La stamperia con cui produrre i documenti falsificati era quella individuata in un rudere di Cervaro. Era proprio lì, secondo gli inquirenti, che avveniva la “materializzazione” dei documenti alterati ma del tutto identici agli originali. Carta filigranata, timbri di vari uffici pubblici italiani ed esteri ovviamente contraffatti, bollini prismatici di motorizzazioni estere, patenti in bianco e files sorgente per la predisposizione di libretti di circolazione: così per i militari la documentazione fiscale e tecnica (quindi anche quella relativa alle schede e ai libretti) veniva realizzata e messa in circolazione. E in alcuni casi le “provvigioni” richieste per ogni auto arrivavano fino a 2.000 euro: «Ma per tutto?». «No, per ogni macchina. Ma senza targa».

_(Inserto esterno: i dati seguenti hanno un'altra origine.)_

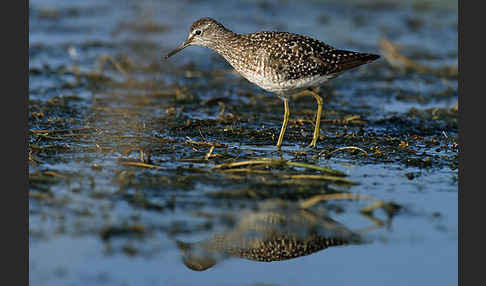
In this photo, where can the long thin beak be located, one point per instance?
(179, 48)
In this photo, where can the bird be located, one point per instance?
(274, 232)
(283, 63)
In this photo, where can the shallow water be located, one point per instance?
(94, 220)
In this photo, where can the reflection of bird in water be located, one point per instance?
(268, 235)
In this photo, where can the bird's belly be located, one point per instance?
(285, 87)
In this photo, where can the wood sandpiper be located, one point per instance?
(279, 62)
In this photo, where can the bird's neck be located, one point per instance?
(225, 43)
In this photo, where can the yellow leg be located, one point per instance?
(284, 123)
(318, 115)
(318, 119)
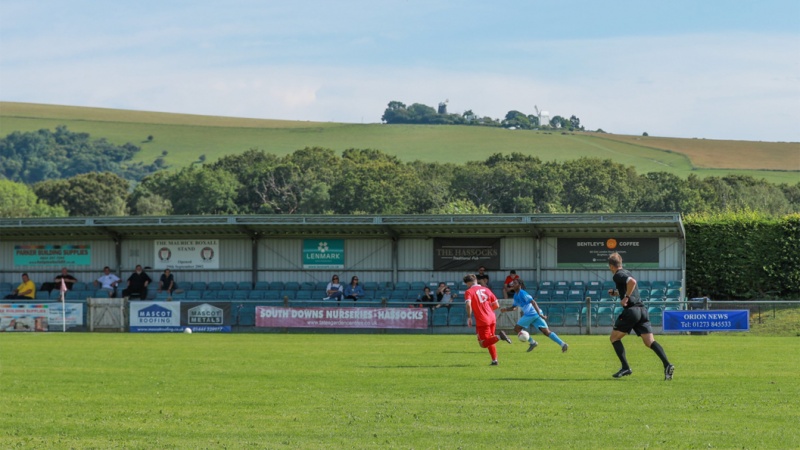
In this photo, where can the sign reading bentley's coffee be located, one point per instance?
(465, 254)
(594, 252)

Secondo quanto accertato dalla Guardia di Finanza, la “provvigione” non era però fissa: in base a quanto rilevato nelle indagini, poteva essere in alcuni casi pari a 200 euro a vettura, in altri a 700. Fino, appunto, a salire (almeno nelle richieste) a 2.000 euro per i casi più “difficili”. Gli indagati, secondo la procura molisana, sapevano che il “lavoro” non era facile. E, a un certo punto lo si deduce dalle intercettazioni anche che il «”lavoro” sta per finire. È questione di giorni». Facendo intendere che occorreva sospendere, anzi chiudere, le attività. Secondo i magistrati molisani uno dei ruoli chiave è quello di Luigi Matrunola di San Vittore che «da una parte acquisiva richieste dei vari gruppi societari operanti nel settore della compravendita di auto in risparmio dell’Iva e, dall’altra, avrebbe diretto le varie fasi».

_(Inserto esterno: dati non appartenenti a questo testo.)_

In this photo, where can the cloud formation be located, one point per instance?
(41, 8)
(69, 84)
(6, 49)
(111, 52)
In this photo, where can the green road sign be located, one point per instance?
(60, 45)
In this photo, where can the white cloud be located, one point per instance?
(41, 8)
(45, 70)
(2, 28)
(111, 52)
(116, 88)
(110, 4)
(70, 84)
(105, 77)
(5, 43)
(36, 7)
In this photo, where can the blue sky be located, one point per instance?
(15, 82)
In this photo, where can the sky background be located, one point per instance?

Per gli inquirenti, grazie a un lavoro certosino dei militari della Fiamme gialle, i ruoli erano ben disegnati: «Matrunola si sarebbe occupato dall’acquisizione delle varie pratiche auto da parte dei concessionari; Bifulci dello sblocco dei telati nell’Agenzia delle Entrate di Isernia; Iannone avrebbe curato la fase successiva all’immatricolazione, nelle varie motorizzazioni civili sostiene il gip al Dipartimento dei Trasporti Terrestri di Isernia e di altre città; Nardelli, invece, avrebbe avuto il compito di falsificare la documentazione». Poi c’erano Saidi, amministratore delle concessionarie nel Basso Lazio e altri amministratori del Napoletano. Oltre a Tedesco, a capo di una «società fornitrice degli autoveicoli in Repubblica Ceca, successivamente importati in Italia». Accuse, contestate agli indagati, ovviamente tutte da dimostrare.

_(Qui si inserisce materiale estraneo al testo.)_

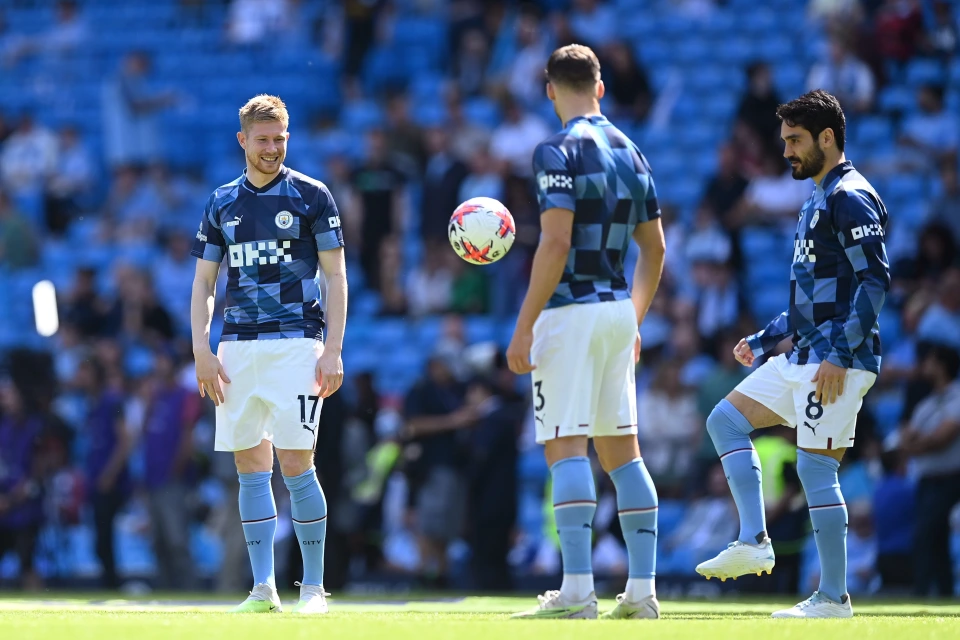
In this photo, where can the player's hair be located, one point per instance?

I militari delle Fiamme gialle hanno scandagliato soprattutto messaggi WhatsApp e chat Messenger: in base sempre al costrutto accusatorio, le comunicazioni erano sempre molto attente. Difficilmente affidate ai “normali” canali: una precauzione che i militari hanno notato subito. E approfondito. Nella ponderosa attività d’indagine, però, anche alcune intercettazioni telefoniche, a completare il quadro già delineato attraverso vari sequestri documentali.